Aujourd’hui, un patient qui commence un traitement de son hépatite chronique active C devrait arrêter l’alcool, le tabac et… le cannabis. L’alcool, parce que son hépatotoxicité n’est plus à démontrer et que l’on sait malheureusement que les hépatites C sous alcool évoluent rapidement vers la cirrhose.

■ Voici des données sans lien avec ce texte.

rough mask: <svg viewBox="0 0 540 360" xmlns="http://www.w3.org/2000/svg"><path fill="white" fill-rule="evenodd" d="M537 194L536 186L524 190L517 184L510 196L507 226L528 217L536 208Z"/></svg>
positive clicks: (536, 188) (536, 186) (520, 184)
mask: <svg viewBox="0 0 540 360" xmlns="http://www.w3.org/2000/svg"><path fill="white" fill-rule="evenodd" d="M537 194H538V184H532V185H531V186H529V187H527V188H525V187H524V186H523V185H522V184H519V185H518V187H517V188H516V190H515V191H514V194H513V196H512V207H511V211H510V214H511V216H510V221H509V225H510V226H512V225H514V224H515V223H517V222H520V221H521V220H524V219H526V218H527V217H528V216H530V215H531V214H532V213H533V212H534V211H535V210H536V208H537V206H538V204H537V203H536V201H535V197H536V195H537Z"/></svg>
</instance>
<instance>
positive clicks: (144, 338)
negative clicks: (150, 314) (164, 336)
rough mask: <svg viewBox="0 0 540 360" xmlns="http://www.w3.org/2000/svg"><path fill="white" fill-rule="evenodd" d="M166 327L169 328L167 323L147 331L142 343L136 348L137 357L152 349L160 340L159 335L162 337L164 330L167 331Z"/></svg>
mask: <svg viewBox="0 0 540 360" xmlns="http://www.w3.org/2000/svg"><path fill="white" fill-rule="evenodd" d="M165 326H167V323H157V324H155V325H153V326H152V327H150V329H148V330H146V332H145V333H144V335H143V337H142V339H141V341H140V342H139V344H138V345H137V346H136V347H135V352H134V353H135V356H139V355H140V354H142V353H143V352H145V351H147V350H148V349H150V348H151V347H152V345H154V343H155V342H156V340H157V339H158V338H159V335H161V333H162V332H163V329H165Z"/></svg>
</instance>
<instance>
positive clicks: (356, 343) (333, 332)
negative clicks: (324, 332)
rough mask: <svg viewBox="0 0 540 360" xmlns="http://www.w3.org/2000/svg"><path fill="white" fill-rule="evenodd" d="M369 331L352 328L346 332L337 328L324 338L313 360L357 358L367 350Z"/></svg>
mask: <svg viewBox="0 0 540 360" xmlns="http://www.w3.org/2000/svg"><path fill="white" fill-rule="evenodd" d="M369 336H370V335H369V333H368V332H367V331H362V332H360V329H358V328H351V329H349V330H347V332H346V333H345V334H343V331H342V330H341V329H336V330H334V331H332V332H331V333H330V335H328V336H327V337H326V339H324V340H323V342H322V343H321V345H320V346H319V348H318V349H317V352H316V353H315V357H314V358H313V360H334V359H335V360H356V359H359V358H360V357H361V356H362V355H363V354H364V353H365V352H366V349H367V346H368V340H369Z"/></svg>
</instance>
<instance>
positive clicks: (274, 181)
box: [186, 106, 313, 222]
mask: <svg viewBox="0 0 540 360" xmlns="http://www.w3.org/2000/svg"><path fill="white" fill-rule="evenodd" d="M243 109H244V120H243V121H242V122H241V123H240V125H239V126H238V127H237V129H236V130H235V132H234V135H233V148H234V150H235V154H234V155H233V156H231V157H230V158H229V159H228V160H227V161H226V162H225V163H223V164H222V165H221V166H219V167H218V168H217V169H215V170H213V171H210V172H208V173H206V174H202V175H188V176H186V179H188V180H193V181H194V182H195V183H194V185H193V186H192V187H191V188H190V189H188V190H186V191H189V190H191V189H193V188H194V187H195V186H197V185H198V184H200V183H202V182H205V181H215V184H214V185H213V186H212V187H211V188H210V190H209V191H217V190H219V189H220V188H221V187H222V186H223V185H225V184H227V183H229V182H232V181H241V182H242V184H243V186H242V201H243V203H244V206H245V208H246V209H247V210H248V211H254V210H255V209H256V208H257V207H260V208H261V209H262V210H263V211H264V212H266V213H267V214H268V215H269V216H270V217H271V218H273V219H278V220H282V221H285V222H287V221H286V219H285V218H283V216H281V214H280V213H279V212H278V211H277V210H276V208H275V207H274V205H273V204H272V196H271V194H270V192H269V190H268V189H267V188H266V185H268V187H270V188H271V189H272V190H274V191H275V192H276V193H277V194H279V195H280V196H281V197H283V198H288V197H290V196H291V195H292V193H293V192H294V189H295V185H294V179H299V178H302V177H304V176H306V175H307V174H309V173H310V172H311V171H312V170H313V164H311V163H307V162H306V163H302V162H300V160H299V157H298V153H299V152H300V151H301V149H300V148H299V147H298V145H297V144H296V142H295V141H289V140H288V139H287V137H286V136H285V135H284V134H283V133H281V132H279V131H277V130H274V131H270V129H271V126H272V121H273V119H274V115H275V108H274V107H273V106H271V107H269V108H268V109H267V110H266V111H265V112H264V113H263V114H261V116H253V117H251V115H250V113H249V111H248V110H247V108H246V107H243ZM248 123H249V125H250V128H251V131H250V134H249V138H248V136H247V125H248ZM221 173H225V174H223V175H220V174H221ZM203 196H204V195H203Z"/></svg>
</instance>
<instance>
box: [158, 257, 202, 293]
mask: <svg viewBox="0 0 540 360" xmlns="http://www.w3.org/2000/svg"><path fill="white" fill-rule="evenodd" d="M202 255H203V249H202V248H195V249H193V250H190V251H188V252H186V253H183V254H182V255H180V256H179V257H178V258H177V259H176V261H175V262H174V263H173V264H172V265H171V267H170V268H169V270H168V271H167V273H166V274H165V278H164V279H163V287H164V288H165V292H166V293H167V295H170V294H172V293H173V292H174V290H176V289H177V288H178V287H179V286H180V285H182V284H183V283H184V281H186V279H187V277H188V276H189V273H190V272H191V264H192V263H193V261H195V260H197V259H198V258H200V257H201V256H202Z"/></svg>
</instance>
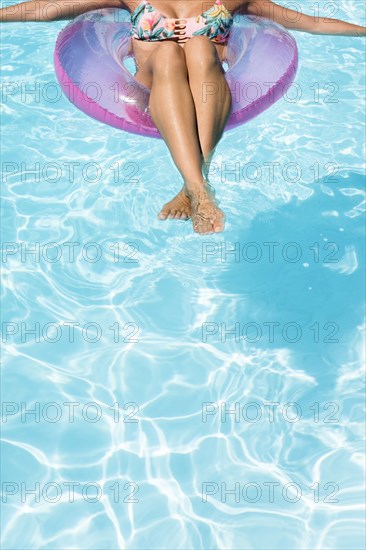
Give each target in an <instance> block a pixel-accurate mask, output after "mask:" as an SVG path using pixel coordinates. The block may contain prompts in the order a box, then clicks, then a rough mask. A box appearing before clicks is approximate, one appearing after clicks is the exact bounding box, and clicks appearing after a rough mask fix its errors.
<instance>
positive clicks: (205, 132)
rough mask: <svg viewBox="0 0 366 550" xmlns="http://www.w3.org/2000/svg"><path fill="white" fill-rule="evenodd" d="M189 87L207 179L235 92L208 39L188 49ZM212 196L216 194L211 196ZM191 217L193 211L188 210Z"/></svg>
mask: <svg viewBox="0 0 366 550" xmlns="http://www.w3.org/2000/svg"><path fill="white" fill-rule="evenodd" d="M184 51H185V59H186V66H187V71H188V79H189V87H190V90H191V94H192V97H193V101H194V105H195V113H196V120H197V130H198V139H199V143H200V149H201V155H202V156H201V161H203V163H204V168H205V170H204V174H205V177H207V173H208V170H209V163H210V161H211V159H212V156H213V154H214V150H215V147H216V145H217V143H218V142H219V140H220V139H221V137H222V134H223V131H224V128H225V125H226V122H227V119H228V117H229V115H230V111H231V92H230V88H229V86H228V84H227V82H226V79H225V76H224V70H223V68H222V64H221V61H220V58H219V56H218V54H217V51H216V48H215V46H214V45H213V43H212V42H211V41H210V40H209V39H208V38H207V37H205V36H196V37H193V38H191V39H190V40H188V42H187V43H186V45H185V47H184ZM183 194H184V188H183V189H182V190H181V191H180V192H179V193H178V195H177V196H176V197H175V198H174V199H173V200H172V201H170V202H169V203H167V204H166V205H164V207H163V209H162V211H161V217H163V219H164V218H166V217H174V216H172V215H171V212H174V207H175V204H176V202H180V201H181V197H182V195H183ZM211 196H212V193H211ZM186 213H188V215H191V209H188V211H187V210H186Z"/></svg>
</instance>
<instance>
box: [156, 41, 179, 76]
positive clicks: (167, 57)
mask: <svg viewBox="0 0 366 550" xmlns="http://www.w3.org/2000/svg"><path fill="white" fill-rule="evenodd" d="M152 68H153V72H154V73H158V74H159V76H168V75H171V74H172V73H177V72H179V71H182V70H183V71H184V72H186V71H187V67H186V63H185V55H184V51H183V48H181V46H179V45H178V44H177V43H176V42H162V44H160V45H159V46H158V47H157V48H156V50H155V51H154V54H153V60H152Z"/></svg>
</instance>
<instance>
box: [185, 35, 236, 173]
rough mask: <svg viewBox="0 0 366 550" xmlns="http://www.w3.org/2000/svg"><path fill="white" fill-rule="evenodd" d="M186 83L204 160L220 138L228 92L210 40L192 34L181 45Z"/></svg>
mask: <svg viewBox="0 0 366 550" xmlns="http://www.w3.org/2000/svg"><path fill="white" fill-rule="evenodd" d="M184 51H185V55H186V64H187V70H188V78H189V87H190V88H191V92H192V97H193V101H194V105H195V109H196V117H197V126H198V139H199V142H200V146H201V151H202V156H203V160H204V162H205V163H208V162H209V161H210V160H211V158H212V156H213V153H214V149H215V147H216V145H217V144H218V142H219V141H220V139H221V137H222V134H223V132H224V129H225V125H226V122H227V119H228V117H229V115H230V112H231V92H230V88H229V86H228V84H227V82H226V79H225V76H224V75H225V72H224V70H223V68H222V64H221V61H220V58H219V56H218V53H217V50H216V48H215V46H214V44H213V43H212V42H211V40H209V39H208V38H207V37H206V36H194V37H193V38H191V39H190V40H188V42H187V43H186V45H185V47H184Z"/></svg>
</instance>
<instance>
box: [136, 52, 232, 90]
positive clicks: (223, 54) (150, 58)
mask: <svg viewBox="0 0 366 550" xmlns="http://www.w3.org/2000/svg"><path fill="white" fill-rule="evenodd" d="M163 47H164V43H161V42H159V43H151V42H150V43H143V44H138V45H136V44H134V48H133V52H134V55H135V60H136V64H137V67H138V69H137V72H136V74H135V79H136V80H137V81H138V82H141V84H143V85H144V86H146V87H147V88H150V89H151V88H152V82H153V73H154V67H155V63H156V60H157V54H158V51H159V49H160V48H163ZM178 47H179V48H182V49H183V50H184V44H183V45H179V46H178ZM215 48H216V52H217V54H218V58H219V60H220V61H222V60H223V59H224V58H225V53H226V52H225V46H222V45H221V44H220V45H217V44H215ZM172 53H173V55H174V51H173V52H170V54H172ZM176 53H177V54H178V53H179V50H178V52H176Z"/></svg>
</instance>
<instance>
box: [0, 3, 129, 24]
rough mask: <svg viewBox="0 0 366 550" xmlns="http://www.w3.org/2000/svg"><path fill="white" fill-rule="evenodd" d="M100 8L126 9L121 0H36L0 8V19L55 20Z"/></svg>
mask: <svg viewBox="0 0 366 550" xmlns="http://www.w3.org/2000/svg"><path fill="white" fill-rule="evenodd" d="M102 8H123V9H128V8H127V6H126V5H125V4H124V3H123V1H121V0H58V1H57V2H55V1H52V0H49V1H48V0H36V1H32V2H21V3H20V4H14V6H8V7H7V8H2V9H1V10H0V21H3V22H4V21H8V22H10V21H57V20H60V19H73V18H74V17H76V16H77V15H80V14H82V13H85V12H87V11H91V10H97V9H102Z"/></svg>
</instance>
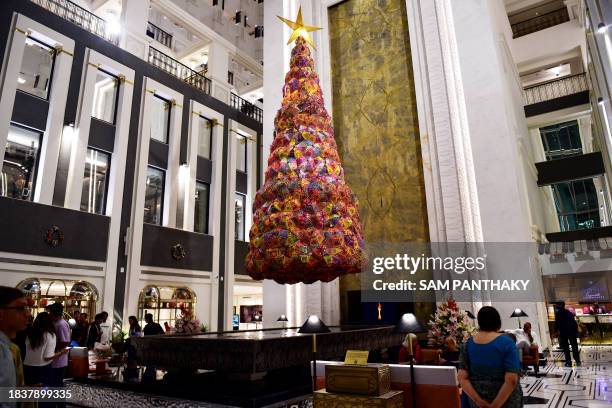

Le tabac, parce qu’il accélère la fibrose, c’est-à-dire la transformation de tissu hépatique fonctionnel en tissu sans activité biologique. Le cannabis enfin, parce que, tout comme le tabac, il semblerait avoir un effet fibrosant. C’est le principe de précaution qui, dans ce dernier cas, devrait s’appliquer.
Demander à des usagers ou ex-usagers de drogues de renoncer à l’alcool, au tabac et au cannabis n’est pas raisonnable et en faire une condition de l’accès au traitement serait les exclure d’un tel accès. Voilà plusieurs années déjà que des études concluent que le cannabis a des effets fibrosants. C’est une mauvaise nouvelle, pour au moins deux raisons. La première, c’est que de nombreux usagers fument. La seconde est bien plus embarrassante encore : des patients fument du cannabis pour mieux supporter les lourds effets secondaires du traitement interféron + ribavirine, et certains m’ont dit qu’ils l’auraient arrêté s’ils avaient cessé de consommer du cannabis. Il en est de même de patients qui sont dans des essais cliniques comportant, en outre, une antiprotéase.
Reste une question essentielle : y a-t-il consensus parmi les hépatologues sur les effets fibrosants du cannabis ? La réponse est non. Ainsi, le professeur Christophe Hézode (hôpital Henri Mondor, Créteil) est convaincu du caractère délétère du cannabis mais cet effet serait dose-dépendant et n’interdirait donc pas des consommations réduites. À l’inverse, le professeur Diana Sylvestre (Oakland, Californie) obtient de meilleurs résultats chez les patients sous bithérapie qui consomment du cannabis… Je remercie Laurent Gourarier d’avoir attiré mon attention sur ces études.
Il serait donc nécessaire qu’un groupe constitué d’hépatologues, d’addictologues et d’usagers fasse le point sur l’état actuel des connaissances afin que les patients soient en mesure de prendre une décision éclairée. C’est la proposition que j’ai faite à l’occasion du colloque THS 9 qui s’est tenu à Biarritz du 13 au 16 octobre derniers.
Une dernière remarque : il y a une dizaine d’années, une polémique était née sur la neurotoxicité de la MDMA. Persuadé que c’était un argument fallacieux mis en avant par les « drug warriors », ceux qui mènent la « guerre à la drogue », je n’ai d’abord pas pris cette question au sérieux. De longues discussions avec Jean-Pol Tassin, dont je connais la compétence et la probité, m’ont amené à changer d’avis. Il m’a alors semblé de la plus haute importance que les usagers sachent que les consommations lourdes de MDMA pouvaient provoquer des troubles cognitifs (concentration, mémoire…).
Toutes choses égales par ailleurs, la question des effets fibrosants du cannabis pose le même problème : les usagers ont le droit d’être informés des débats qui agitent la communauté scientifique car ils sont les premiers concernés. Mais tant de mensonges ont été énoncés sur les drogues que le scepticisme est la règle. Voilà qui donne à l’autosupport une responsabilité particulière pour informer sur ce que l’on sait et, plus encore, sur ce que l’on ne sait pas.